Let’s consider the pros and cons of each investment saving option to help you decide the best way to invest your hard-earned dollars.
RRSP Pros: RRSP contributions provide you with a tax break when you file your income tax return, and the money invested grows tax-deferred until you begin withdrawing funds. If you get a tax refund, invest it as well and get even further ahead.
For people in a higher tax bracket, getting some of your tax dollars back can feel good while you defer taking funds out until you are retired and in a lower tax bracket.
RRSPs offer a good place to hold USA based investment options. This is due to the tax treaty between the US and Canada when it comes to dividend taxation.
As most Canadians still earn more while working than retired, maxing out their RRSPs should probably be their first priority.
RRSP Cons: This is a tax-deferred investment, so if you are fortunate enough to have a great pension, you may end up in the same or higher tax bracket at retirement.
At age 71, you are required to convert your RRSP to a RRIF and begin receiving income.
You can’t withdraw money tax-free except for buying a first home or going to school, and that money must be paid back into your RRSP over a specified time. If you are in a low income tax bracket, most times you may be better off to invest in a TFSA.
TFSA Pros: This is a flexible option that allows you to invest and withdraw funds out easily and without tax penalty.

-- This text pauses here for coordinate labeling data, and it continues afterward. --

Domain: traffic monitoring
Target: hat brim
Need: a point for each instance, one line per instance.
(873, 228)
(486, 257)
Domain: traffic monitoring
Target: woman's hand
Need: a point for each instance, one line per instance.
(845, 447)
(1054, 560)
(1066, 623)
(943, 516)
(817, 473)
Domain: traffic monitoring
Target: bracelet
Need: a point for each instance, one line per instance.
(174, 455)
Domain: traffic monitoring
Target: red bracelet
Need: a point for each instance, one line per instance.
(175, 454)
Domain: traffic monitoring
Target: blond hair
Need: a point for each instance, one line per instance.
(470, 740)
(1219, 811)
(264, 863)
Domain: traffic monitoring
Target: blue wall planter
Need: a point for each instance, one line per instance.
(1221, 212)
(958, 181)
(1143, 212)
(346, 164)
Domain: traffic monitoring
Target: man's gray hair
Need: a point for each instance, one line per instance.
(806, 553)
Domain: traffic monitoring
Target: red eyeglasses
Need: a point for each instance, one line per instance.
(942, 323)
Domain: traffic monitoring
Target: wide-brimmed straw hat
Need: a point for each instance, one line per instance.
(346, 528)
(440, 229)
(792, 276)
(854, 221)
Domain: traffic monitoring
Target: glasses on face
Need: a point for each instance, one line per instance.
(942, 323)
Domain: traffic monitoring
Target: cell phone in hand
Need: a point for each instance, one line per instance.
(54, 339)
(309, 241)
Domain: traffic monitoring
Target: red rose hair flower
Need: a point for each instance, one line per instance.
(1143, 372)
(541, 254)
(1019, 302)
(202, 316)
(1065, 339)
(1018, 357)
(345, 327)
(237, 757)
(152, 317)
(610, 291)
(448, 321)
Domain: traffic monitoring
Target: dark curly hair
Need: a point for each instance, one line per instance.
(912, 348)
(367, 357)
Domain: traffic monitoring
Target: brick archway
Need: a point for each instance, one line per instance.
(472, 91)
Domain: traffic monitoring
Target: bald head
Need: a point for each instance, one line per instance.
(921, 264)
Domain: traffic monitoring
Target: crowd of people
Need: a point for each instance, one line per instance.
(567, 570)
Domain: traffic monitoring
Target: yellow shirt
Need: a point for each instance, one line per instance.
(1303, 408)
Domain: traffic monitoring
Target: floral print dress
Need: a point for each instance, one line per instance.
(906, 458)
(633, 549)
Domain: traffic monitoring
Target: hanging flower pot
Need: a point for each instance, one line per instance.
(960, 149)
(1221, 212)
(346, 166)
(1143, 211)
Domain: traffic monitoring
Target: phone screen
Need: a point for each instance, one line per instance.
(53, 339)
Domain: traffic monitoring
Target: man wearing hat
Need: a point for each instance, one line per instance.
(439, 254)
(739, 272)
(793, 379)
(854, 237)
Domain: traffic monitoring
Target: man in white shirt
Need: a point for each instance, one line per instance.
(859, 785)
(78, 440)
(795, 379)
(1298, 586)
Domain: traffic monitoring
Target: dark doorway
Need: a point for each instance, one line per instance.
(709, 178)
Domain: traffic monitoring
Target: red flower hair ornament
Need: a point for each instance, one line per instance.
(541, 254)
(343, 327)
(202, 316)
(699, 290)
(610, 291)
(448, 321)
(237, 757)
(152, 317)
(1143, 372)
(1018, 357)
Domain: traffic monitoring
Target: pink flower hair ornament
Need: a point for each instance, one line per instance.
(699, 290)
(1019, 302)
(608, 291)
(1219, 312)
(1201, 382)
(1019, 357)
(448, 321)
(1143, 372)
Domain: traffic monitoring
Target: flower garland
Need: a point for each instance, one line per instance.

It’s easy to figure out how much to withdraw in retirement as there are no tax consequences.
Unlike RRIF withdrawals, TFSA withdrawals are not treated as income so they don’t affect pension-adjusted benefits such as Old Age Security payments.
Just as with RRSPs, your TFSA savings can compound tax-free which can make a huge difference if you start at an early age. Remember that it’s not timing the market that makes you wealthy, its time in the market that matters.
TFSA Cons: You don’t get a tax reduction on your annual income tax return.
Withdrawals from a TFSA are easy, so for some the temptation may make it difficult to stay invested for the long term.
In conclusion: Both TSFAs and RRSPs can be professionally managed with a wide range of investment options to choose from.
Unfortunately, many Canadians believe that savings accounts or GICs with their relatively low returns are the only investment option for TFSAs. TFSAs can be held in everything from GICs, savings accounts, mutual funds to segregated funds. They really should be called Tax-Free Investing Accounts.
If your employer offers pension matched RRSP contributions definitely take the free money! But you should also contribute on your own to a TFSA for your short-term savings goals such as saving for a car, a future baby, a trip, or if you’re not in a high income tax bracket.
The reality is that we all have different saving and investing needs and goals. A program that is ideal for one individual may not be the best for someone else, so it’s best to sit down with a trusted financial professional and discuss what’s best for you. Then you can decide how you should allocate your hard earned money.